The nearest dealer with the necessary equipment was about an hour away in Dublin. Off I went, and I am glad I did. Dorky as they look, once fitted, they are incredibly comfortable. The fitting process was interesting, likely a sign of early technology that will one day become much simpler. In fact, it's pretty easy to imagine that in the future, one will step into some sort of "nano booth" and, depending on one's choices, tiny nanobots will craft clothing and footwear to custom fit. Unlike tailors, nano-devices work cheap, so eventually, we will all wear bespoke.

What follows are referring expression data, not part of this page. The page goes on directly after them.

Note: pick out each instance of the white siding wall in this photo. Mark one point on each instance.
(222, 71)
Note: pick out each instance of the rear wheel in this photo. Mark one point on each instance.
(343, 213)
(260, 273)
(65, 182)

For now, though, we have to do it the mechanical way. It starts of course with simply trying on the boots and see how they feel on your feet. here is the boot in leather:
It looks more "normal," but I noticed that this boot has an asymmetry to it. Part of it is the single-sided tongue, and part of it may be the rounded toe, but whatever it is, it has a bit of odd to it. Nothing quite as unusual as my old Salomon Star Trek boot, which bit the dust about 5 years ago after 20+ years of superb service:
Anyway, I tried both the leather and the synthetic, and I settled on the latter. For its subtlety I guess. The process of fitting takes about a half hour all in once the machinery is set up. The footbed liners get heated and then molded to your feet first inside a set of neoprene-like slippers:
Your feet and the liners then go into a set of boot bags:
And then these are strapped around your legs with a brace between your knees to keep them separated and your feet better positioned. Air is pumped into the boot bags to pressurize them and force the footbed to mold around your foot. It's a weird feeling as the air lifts your feet off the floor:
While that's being done, the outer boot is being heated up:
Once the footbeds are done, and the out er boot is at the right temp, your feet and footbeds go into the boot, and then back into the inflatable boot bags, where you get all pumped up again:
After a few minutes, the pressure is released, and you walk around for a few minutes while the boots continue to set. Out of the box, these boots fit decently, but out of the machine, they feel outstanding. So comfortable, one is tempted to drive in them, though that's rarely a great idea with hiking boots. Can't wait to hit the trail with these.